From power generation and utilities to transportation and telecommunications, U.S. critical infrastructure provides a wide attack surface for cyber criminals. The National Institute of Standards and Technology (NIST), part of the Department of Commerce, was tasked by President Barack Obama’s cybersecurity executive order to devise a framework aimed at reducing cyber risks for owners and operators of U.S. critical infrastructure. The framework, which was released last month, is similar to draft documents previously issued for comment.
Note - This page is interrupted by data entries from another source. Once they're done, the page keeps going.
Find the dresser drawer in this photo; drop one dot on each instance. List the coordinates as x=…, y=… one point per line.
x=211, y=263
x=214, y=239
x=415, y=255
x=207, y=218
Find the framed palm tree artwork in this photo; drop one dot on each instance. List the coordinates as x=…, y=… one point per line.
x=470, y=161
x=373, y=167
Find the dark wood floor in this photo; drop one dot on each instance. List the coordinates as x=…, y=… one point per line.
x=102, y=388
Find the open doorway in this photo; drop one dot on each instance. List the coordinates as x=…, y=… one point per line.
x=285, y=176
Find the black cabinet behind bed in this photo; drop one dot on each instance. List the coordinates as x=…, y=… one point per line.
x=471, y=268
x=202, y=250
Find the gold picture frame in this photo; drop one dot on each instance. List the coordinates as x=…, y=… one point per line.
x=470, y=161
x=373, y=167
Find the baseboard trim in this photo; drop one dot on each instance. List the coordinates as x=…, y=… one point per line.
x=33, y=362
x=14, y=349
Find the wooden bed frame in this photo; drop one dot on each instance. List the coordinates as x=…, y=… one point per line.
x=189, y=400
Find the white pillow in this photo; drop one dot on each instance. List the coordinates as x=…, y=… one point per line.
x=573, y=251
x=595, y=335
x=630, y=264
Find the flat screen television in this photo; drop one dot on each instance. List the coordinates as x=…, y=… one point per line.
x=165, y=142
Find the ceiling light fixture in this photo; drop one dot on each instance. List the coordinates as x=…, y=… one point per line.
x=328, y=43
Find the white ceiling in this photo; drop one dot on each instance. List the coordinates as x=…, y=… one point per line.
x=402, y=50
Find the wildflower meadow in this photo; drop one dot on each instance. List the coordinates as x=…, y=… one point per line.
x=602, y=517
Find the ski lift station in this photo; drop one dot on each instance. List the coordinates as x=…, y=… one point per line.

While the framework does follow the overall format set out in discussions with industry, it does not reflect specific suggestions on privacy or compliance issues.
NIST engaged with more than 3,000 individuals and organizations to develop the Framework for Improving Critical Infrastructure Cybersecurity through a series of workshops and requests for information (RFI), which yielded more than 200 public comments. Kevin Stine, manager of the Security Outreach and Integration Group Computer Security Division at NIST, says that developing the framework in a collaborative way created new opportunities for engagement among U.S. critical infrastructure stakeholders.
“Everything you see in the framework was informed by comments we received throughout the process, including an RFI that we did earlier in the year, and our efforts have built off the feedback that we received throughout the process and the workshops,” he tells Security Management. “One of the goals of the framework as called for in the executive order is really to leverage those existing practices, those standards, guides, and practices that many organizations are already using today. So, in essence, we are not creating or recreating new things but rather taking advantage of the things that are out there today.”
Through the framework, companies are offered a common language and a mechanism through which they can establish a robust cybersecurity program that meets the unique needs of both their industry and individual organizations. “The framework tries to highlight some of those practices that would be helpful for organizations of all shapes and sizes, and all levels of sophistication, ranging from organizations with very well-established security programs all the way to new programs that are finding their way,” Stine says.